Effects of urinary tract infection and stopping sodium-glucose cotranspoter-2 inhibitors in patients with type 2 diabetes mellitus: a population-based study

Abstract Background Sodium-glucose cotranspoter-2 (SGLT2) inhibitors are widely prescribed in patients with type 2 diabetes mellitus (T2DM). Yet these patients are susceptible to urinary tract infection (UTI). Purpose This study aims to investigate the efficacy of continuing SGLT2 inhibitors after an episode of UTI. Methods Patients with T2DM who were prescribed SGLT2 inhibitors from January 2015 to June 2022 were identified from Clinical Data Analysis and Reporting System (CDARS).

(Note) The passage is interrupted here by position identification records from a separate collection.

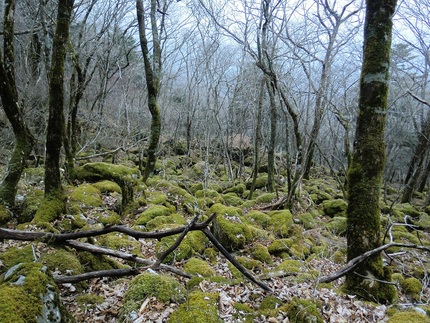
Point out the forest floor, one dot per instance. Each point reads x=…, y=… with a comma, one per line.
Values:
x=315, y=247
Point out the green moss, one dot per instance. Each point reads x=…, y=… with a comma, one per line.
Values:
x=280, y=246
x=261, y=253
x=409, y=317
x=16, y=255
x=107, y=186
x=281, y=223
x=160, y=222
x=259, y=218
x=197, y=266
x=300, y=310
x=289, y=266
x=232, y=199
x=28, y=295
x=266, y=198
x=152, y=212
x=334, y=207
x=412, y=288
x=193, y=243
x=337, y=225
x=63, y=261
x=164, y=288
x=307, y=220
x=200, y=307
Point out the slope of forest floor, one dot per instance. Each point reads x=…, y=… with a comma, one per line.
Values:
x=287, y=250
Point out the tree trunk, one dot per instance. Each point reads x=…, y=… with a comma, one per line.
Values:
x=24, y=141
x=366, y=170
x=152, y=73
x=54, y=202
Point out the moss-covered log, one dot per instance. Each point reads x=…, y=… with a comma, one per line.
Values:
x=366, y=169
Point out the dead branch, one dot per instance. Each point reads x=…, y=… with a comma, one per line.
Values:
x=353, y=263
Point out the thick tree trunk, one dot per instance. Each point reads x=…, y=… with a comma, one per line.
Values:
x=24, y=141
x=152, y=73
x=55, y=203
x=365, y=172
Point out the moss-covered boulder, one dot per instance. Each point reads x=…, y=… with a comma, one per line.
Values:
x=164, y=288
x=334, y=207
x=28, y=294
x=196, y=266
x=5, y=215
x=229, y=228
x=281, y=223
x=200, y=307
x=152, y=212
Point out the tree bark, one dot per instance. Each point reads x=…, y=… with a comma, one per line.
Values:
x=24, y=140
x=366, y=170
x=54, y=202
x=152, y=73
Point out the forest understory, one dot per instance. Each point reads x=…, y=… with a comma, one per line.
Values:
x=288, y=251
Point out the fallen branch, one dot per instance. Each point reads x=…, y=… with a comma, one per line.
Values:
x=353, y=263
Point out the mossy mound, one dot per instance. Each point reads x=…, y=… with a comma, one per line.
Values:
x=63, y=261
x=107, y=186
x=229, y=228
x=281, y=223
x=198, y=266
x=29, y=295
x=200, y=307
x=300, y=310
x=5, y=215
x=409, y=317
x=193, y=243
x=164, y=288
x=259, y=218
x=160, y=222
x=152, y=212
x=334, y=207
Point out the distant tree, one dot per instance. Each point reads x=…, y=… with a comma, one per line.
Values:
x=370, y=279
x=54, y=201
x=24, y=140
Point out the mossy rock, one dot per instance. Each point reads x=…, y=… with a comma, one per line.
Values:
x=409, y=317
x=200, y=307
x=280, y=246
x=300, y=310
x=107, y=186
x=194, y=243
x=152, y=212
x=16, y=255
x=281, y=223
x=289, y=266
x=337, y=225
x=5, y=215
x=334, y=207
x=261, y=253
x=266, y=198
x=164, y=288
x=259, y=218
x=85, y=196
x=229, y=228
x=307, y=220
x=196, y=266
x=29, y=295
x=160, y=222
x=63, y=261
x=412, y=288
x=232, y=199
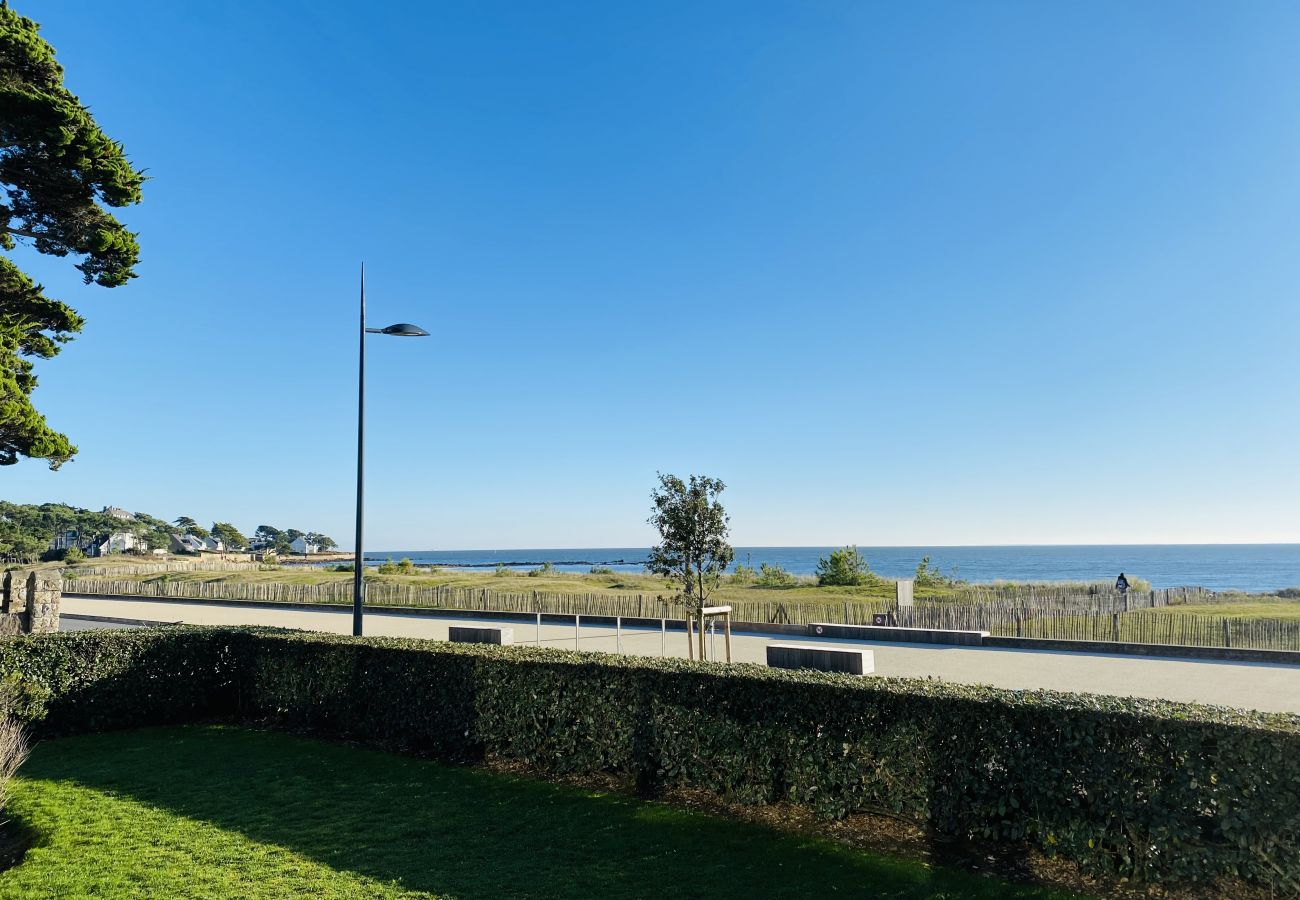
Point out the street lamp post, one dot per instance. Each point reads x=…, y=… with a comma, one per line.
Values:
x=401, y=329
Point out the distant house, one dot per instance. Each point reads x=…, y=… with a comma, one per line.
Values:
x=120, y=541
x=66, y=540
x=186, y=544
x=302, y=546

The primary outcomes were major adverse cardiovascular events (MACE: a composite of heart failure hospitalization, stroke, myocardial infarction, and cardiovascular mortality), renal-specific composite outcomes (defined as 50% decline in eGFR, end-stage renal failure, and kidney mortality), cardiovascular mortality, and all-cause mortality. Multivariable Cox proportional hazards model was employed to estimate the hazard ratios (HRs), while Fine-Gray model was used to account for competing events. Incident UTI was treated as time-varying covariate in the model. Results A total of 61,661 patients (mean age 63 years, 64.1% male) with T2DM who were prescribed SGLT2 inhibitors were included in this study, of whom 3,976 (6.45%) patients had an episode of UTI in follow-up. Patients who had an incident UTI were associated with a higher risk of MACE (HR 1.98, 95% CI 1.78-2.21), renal-specific composite outcomes (HR 2.17, 95% CI 1.95-2.40), cardiovascular mortality (HR 4.60, 95% CI 3.86-5.48) and all-cause mortality (HR 4.25, 95% CI 3.89-4.65) compared to those without an incident UTI. Among patients who experienced a UTI, stopping SGLT2 inhibitors conferred a 76% reduction in the risk of long-term recurrent UTI (HR 0.24, 95% CI 0.14-0.40), but entailed a significantly higher risk of MACE (HR 1.29, 95% CI 1.05-1.57), renal-specific composite outcomes (HR 1.46, 95% CI 1.21-1.77), cardiovascular mortality (HR 1.69, 95% CI 1.27-2.24), and all-cause mortality (HR 2.77, 95% CI 2.37-3.23). Conclusion Using real-world data of patients with T2DM who were prescribed SGLT2 inhibitors, this study found that new-onset UTI increased the risk of MACE, renal-specific composite outcomes, cardiovascular mortality, and all-cause mortality. Moreover, stopping SGLT2 inhibitors after a UTI conferred a lower risk of long-term recurrent UTI, but a higher risk of MACE, renal-specific composite outcomes, cardiovascular mortality, and all-cause mortality.